Gazeteci: İran'la olan ilişkilerimiz nasıl olacak?
Ebu İsmail: Ben İran'la olan ilişkimi yakın tutarsam şayet Avrupa ve Körfez ülkeleri bundan rahatsızlık duyacaktır. Ama benim aptal olmamam lazım. Ben İran kartını, Amerika ile olan ilişkimi daha üst seviyeye taşımak ve taleplerime cevap vermesi için kullanacağım. İranla olan ilişkimi Amerika ile olan ilişkimi kuvvetlendirmek için kullanacağım. Çünkü ben Amerika'ya asla karşı koyamayacak bir ülkeyim. Sahi ben şu anda Libya'ya ve Sudan'a bile karşı koyamayacak kadar zayıf bir ülke iken şu anda, Amerika'ya nasıl karşı çıkayım ve onun istemediği bir ülke ile nasıl yakınlaşayım.
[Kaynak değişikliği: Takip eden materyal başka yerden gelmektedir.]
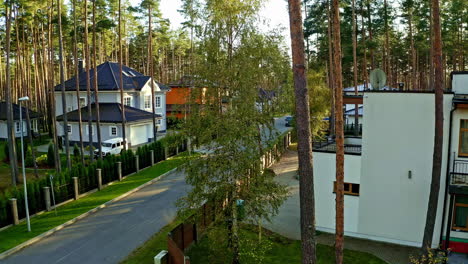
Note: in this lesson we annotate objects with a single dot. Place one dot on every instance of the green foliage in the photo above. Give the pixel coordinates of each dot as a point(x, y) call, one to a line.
point(42, 160)
point(76, 151)
point(51, 155)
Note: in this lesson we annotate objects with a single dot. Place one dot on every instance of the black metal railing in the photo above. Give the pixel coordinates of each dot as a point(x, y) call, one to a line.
point(459, 174)
point(330, 146)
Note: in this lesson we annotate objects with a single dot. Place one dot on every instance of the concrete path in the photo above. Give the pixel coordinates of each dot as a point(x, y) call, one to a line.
point(112, 233)
point(287, 222)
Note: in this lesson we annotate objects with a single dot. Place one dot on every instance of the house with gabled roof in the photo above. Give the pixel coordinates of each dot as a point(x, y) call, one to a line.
point(34, 117)
point(137, 101)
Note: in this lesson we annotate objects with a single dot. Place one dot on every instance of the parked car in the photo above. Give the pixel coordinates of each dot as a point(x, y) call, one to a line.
point(111, 146)
point(289, 121)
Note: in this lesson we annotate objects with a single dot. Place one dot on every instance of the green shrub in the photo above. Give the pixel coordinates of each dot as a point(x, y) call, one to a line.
point(76, 151)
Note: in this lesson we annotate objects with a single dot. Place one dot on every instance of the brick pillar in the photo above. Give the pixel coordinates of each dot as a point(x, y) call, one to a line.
point(137, 163)
point(47, 198)
point(99, 176)
point(14, 211)
point(75, 187)
point(119, 170)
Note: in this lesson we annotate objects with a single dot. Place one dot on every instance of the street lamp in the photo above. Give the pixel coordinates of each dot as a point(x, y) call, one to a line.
point(22, 99)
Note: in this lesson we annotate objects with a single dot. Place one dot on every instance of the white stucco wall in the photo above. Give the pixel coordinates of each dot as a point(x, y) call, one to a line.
point(398, 131)
point(460, 83)
point(105, 132)
point(324, 176)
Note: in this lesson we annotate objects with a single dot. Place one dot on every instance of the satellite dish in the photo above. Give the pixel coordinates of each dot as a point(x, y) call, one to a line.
point(378, 79)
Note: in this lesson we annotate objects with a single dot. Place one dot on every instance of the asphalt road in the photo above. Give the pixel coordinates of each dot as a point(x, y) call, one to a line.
point(112, 233)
Ben de bu durumu kendi lehime kullanmam gerekiyor. Lütfen şunu asla unutmayalım, İran'ın bir planı var, mezhepsel planı, bölgesel planı, siyasi planı, Onun bu planı bizim ülkemizin planı ve duruşu ile uyuşmuyor. Sünni ve Şiiler arasında asla dinsel olarak bir yakınlaşma olamaz olmamalı. Bu bir kırmızı çizgidir bizim için, asla..asla.. bu bir cinayettir. Ama siyasi olarak bir diyalog olabilir tabiki de, ama bu diyalog kurulurken Amerika ve İsrail'in burda mutlaka hesabı yapılmalıdır. İran'la ilişki demek, Amerika, İsrail ve Körfez ülkeleri ile olan ilişkilerin tehlikeye girmesi demek. Bunun ince hesabı çok iyi yapılmalı ve çıkarlar gözetilmelidir.